2. A principal received of its agent a voucher for work done by a plumber employed by the agent, receipted by the agent in the plumber's name. The sum so evidenced was credited to the agent, and the balance due from him proportionately reduced. No actual settlement by payment of this balance was had. Held, that the plumber was not estopped, by delay in presenting his claim to the principal, to hold the latter.

3. Books of a real estate agent, containing debits and credits relating to business transacted for a particular principal, and also other customers, are not admissible as books of the principal; it having had no power or right to make or direct entries therein.

4. Books of a real estate agent, showing payment of a plumber employed by him, are not admissible against the plumber in an action by him against the agent's principal; the entry being neither an admission by the agent against his interest. nor the record of a fact forming part of the res gestæ, made by a person not interested in the principal fact in issue,-payment of the plumber being the principal issue.

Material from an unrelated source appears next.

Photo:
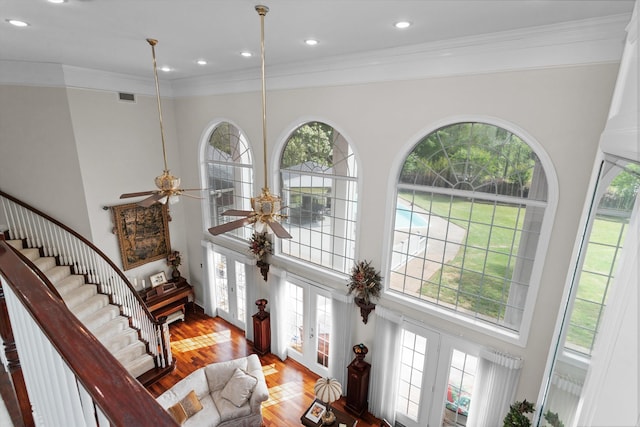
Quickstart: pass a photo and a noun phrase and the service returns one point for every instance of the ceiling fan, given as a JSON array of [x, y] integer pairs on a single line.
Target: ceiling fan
[[168, 185], [266, 207]]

5. Where a witness of defendant was out of the state, and his evidence was before the court only by the admission of plaintiff that he I would have sworn to a payment of the claim sued on, the books of such witness cannot be introduced as an admission that the witness, with his memory refreshed by their inspection, would have sworn to the payment, where no such demand was made by defendant on plaintiff.

Assumpsit by Thomas J. McKeen against the Providence County Savings Bank. On defendant's petition for new trial. Denied.

Argued before STINESS, C. J., and ROGERS and DOUGLAS, JJ.